Igual, me pareció más saludable meter la cabeza dentro de la taza turca de un bar de camioneros de rodovía en Mato Grosso que tocar los botones del ascensor.

Escalera.
Bajé con despacito.

Como si fuera Sigourney, en la nave, levantándose de noche para hacer pichí sin despertar al Alien.

Llegué a planta baja.
En la costa no había moros.
Ni italianos.
Ni chinos.
Ni Bolsonaro.

Ni siquiera un trencito de carrasquences casamenteros con la corbata atada en la cabeza rumbando al ritmo de la Conga de Katunga.

Nadie.

Respiré aliviado.
A lo lejos veo la puerta.

Y afuera, mi auto.

Esperándome para llevarme a la libertad de mi prisión domiciliaria.

Me freno de golpe.

Un ruido.

Detrás mío.
El portero.
¿Pero qué está haciendo el portero trabajando?

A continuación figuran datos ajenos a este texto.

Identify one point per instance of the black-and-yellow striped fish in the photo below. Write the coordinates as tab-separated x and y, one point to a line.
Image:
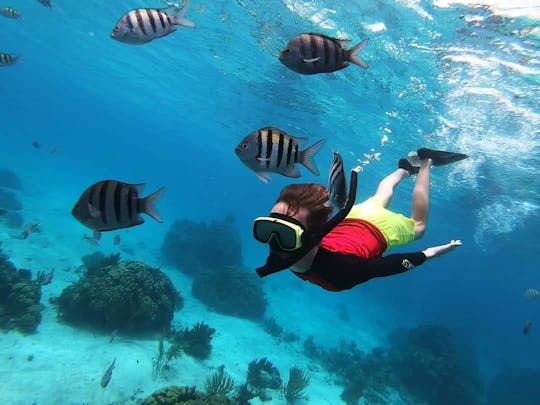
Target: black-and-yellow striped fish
143	25
310	54
273	150
7	59
110	204
10	12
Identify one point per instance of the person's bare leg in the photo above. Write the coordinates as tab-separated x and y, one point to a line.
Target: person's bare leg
385	190
420	208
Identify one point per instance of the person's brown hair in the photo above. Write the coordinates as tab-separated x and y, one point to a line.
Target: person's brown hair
311	196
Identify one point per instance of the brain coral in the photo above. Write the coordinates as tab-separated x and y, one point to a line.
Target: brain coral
130	296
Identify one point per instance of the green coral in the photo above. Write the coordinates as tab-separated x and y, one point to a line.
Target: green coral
130	296
175	395
19	298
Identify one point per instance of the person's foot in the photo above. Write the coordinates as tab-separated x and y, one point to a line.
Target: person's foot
411	164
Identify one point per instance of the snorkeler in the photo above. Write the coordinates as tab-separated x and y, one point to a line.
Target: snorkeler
347	250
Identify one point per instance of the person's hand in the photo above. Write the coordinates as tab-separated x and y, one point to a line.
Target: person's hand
437	251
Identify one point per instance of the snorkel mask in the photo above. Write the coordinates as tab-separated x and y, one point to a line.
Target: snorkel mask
284	234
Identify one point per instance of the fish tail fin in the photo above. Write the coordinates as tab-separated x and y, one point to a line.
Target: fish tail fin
179	16
354	58
307	156
148	204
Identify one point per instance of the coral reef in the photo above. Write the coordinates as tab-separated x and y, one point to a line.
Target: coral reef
8	179
219	384
195	342
19	298
434	366
231	291
175	395
193	246
129	296
262	375
426	363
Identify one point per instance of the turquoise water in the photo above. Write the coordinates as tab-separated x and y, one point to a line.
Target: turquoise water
171	112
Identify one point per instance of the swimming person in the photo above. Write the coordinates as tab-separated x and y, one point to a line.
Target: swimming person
347	250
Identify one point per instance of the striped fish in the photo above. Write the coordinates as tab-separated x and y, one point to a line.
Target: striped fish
10	12
273	150
310	54
46	3
143	25
337	184
108	374
7	60
110	204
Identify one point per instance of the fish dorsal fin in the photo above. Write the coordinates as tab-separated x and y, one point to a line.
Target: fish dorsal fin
291	171
139	188
264	177
300	140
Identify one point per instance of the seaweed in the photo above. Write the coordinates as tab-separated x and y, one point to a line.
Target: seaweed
219	384
294	388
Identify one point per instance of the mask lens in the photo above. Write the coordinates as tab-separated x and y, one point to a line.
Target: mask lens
278	234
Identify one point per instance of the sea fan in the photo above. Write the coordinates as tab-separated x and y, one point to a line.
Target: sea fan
295	386
219	384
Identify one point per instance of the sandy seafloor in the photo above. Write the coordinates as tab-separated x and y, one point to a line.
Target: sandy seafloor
68	363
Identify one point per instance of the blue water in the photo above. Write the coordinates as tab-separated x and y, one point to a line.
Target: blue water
170	113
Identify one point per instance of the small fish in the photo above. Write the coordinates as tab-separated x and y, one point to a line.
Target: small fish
311	53
337	184
143	25
29	229
46	279
10	12
527	328
110	204
46	3
108	374
7	59
272	150
91	240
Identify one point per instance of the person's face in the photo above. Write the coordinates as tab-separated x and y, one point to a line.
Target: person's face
282	208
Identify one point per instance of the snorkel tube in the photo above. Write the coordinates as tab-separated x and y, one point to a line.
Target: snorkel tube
276	263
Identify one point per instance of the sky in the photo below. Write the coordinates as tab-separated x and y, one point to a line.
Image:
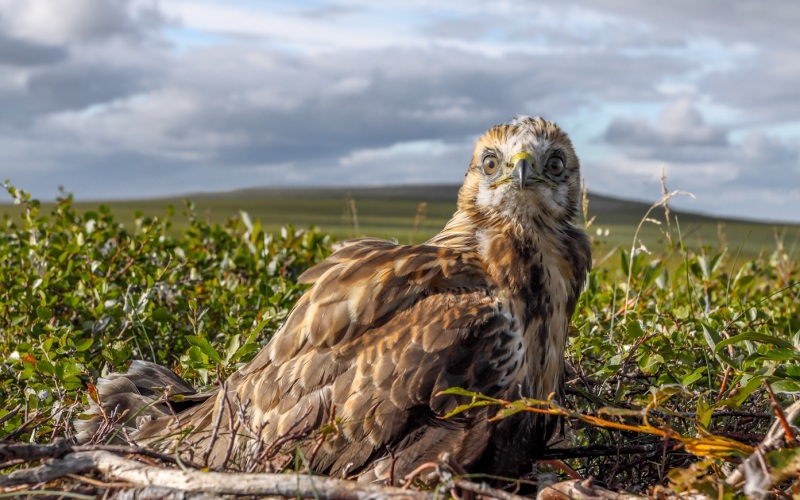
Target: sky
143	98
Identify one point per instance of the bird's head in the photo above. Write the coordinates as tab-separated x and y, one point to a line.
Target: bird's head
525	172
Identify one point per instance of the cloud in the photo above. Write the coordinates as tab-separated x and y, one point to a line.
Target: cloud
58	22
680	124
733	176
144	97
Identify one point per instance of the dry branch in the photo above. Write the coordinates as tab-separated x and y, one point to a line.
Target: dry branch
213	483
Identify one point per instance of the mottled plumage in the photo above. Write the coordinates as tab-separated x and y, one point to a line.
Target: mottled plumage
484	305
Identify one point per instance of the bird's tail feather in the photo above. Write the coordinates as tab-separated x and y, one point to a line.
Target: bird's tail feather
128	401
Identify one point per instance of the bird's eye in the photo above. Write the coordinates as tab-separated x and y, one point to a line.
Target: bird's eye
555	165
490	164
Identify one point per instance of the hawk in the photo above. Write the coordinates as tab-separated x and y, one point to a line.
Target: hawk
484	305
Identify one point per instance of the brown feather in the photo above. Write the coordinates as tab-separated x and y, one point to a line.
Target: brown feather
484	305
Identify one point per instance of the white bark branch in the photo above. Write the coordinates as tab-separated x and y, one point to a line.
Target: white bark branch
214	483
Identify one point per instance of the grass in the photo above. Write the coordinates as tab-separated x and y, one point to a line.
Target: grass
412	214
684	342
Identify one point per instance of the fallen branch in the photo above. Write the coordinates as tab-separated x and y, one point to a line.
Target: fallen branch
215	483
604	451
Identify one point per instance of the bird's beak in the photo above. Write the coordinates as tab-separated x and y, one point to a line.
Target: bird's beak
523	171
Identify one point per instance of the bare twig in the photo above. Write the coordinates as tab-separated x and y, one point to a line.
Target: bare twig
218	483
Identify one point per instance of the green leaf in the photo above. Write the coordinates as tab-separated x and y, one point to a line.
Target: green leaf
205	347
754	337
693	377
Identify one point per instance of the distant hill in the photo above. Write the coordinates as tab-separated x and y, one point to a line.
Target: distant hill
413	213
598	204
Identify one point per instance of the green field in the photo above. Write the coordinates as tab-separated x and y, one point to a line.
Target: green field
412	214
676	350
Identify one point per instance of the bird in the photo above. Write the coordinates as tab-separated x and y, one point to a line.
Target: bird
368	353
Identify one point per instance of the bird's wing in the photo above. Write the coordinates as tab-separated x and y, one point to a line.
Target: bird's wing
382	332
357	287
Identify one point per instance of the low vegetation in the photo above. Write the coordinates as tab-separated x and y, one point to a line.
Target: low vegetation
677	360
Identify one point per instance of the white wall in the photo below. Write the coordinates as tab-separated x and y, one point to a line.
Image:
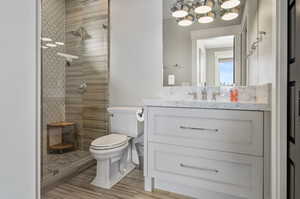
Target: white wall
18	99
261	63
265	23
136	51
177	49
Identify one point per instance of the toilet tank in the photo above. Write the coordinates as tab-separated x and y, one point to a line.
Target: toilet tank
123	121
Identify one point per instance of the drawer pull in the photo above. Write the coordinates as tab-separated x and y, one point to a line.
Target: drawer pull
199	168
198	129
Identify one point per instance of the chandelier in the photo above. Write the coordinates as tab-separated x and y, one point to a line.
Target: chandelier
187	12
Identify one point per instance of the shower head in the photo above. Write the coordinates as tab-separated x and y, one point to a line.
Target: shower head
80	32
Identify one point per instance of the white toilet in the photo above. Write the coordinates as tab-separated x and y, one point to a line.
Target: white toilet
114	151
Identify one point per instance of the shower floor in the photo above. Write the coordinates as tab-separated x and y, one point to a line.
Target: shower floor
62	165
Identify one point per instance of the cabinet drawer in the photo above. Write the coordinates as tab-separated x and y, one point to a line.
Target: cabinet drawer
224	130
232	174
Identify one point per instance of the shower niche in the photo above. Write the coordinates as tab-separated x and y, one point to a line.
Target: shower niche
74	83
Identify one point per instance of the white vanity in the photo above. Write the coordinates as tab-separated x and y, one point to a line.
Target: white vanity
207	150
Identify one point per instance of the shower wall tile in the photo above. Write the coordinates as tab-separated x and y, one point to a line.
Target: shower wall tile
88	108
53	68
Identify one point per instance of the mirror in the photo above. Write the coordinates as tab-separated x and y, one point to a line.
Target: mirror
204	49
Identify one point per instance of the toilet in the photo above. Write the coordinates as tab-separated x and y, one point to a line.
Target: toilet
114	152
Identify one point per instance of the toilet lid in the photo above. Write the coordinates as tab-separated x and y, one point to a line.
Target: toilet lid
109	141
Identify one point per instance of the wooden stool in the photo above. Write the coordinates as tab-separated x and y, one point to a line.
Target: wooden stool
62	146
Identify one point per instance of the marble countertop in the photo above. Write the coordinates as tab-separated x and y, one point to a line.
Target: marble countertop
207	104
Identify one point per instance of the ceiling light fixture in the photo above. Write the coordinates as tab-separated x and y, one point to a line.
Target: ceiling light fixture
203	7
230	14
186	21
180	9
205	11
228	4
206	18
46	39
51	45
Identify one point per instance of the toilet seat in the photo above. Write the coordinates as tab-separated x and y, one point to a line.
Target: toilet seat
109	142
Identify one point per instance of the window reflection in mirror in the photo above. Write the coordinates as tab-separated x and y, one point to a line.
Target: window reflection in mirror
198	54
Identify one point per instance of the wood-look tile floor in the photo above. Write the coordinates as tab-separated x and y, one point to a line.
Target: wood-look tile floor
130	187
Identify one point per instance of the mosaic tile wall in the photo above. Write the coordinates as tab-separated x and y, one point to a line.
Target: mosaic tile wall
53	67
87	108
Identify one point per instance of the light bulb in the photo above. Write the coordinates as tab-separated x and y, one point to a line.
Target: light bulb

¡Exponiéndose al santo botón!

¿Nadie le dijo de no venir?

Se lo voy a decir yo.
Abro la boca para decirle que se quede en su casa, que está todo bien, que yo hablo con la administradora.

Pero no puedo.

Porque me saluda con su amabilidad habitual.

Y se acerca.

Se acerca demasiado.
Me alejo.

Sigue avanzando hacia mí.

Me dice que tiene unos amigos en la interna de Cabildo Abierto que saben de buena fuente que la semana que viene sale "El Decreto".
No entiendo nada pero sigo reculando.

Le explico que tengo padres mayores, que todo bien con charlar pero que tomemos distancia.
El portero dice que cuando salga El Decreto "vamos a terminar todos adentro".

¿Lo qué?

Sigue avanzado.

Sonríe.

¿Adentro de dónde?
Casi me tropiezo.

Él sigue.

Manoteo algo en la mochila aunque no sé bien qué busco.

¿Un crucifijo de exorcista?

Mejor sería un poco de alcohol en gel bendito...

Da otro paso más.
Se me viene encima.

Desesperado, de lo más profundo de mi ser sale un grito aterrador:

"¡Atrás! ¡Atráaaaaaaaas!
Entonces me di cuenta que nos podría haber tocado vivir mil tipos de películas apocalípticas diferentes.

Pero no.

Nos tocó una a mitad de camino entre Mad Max y Gasalla.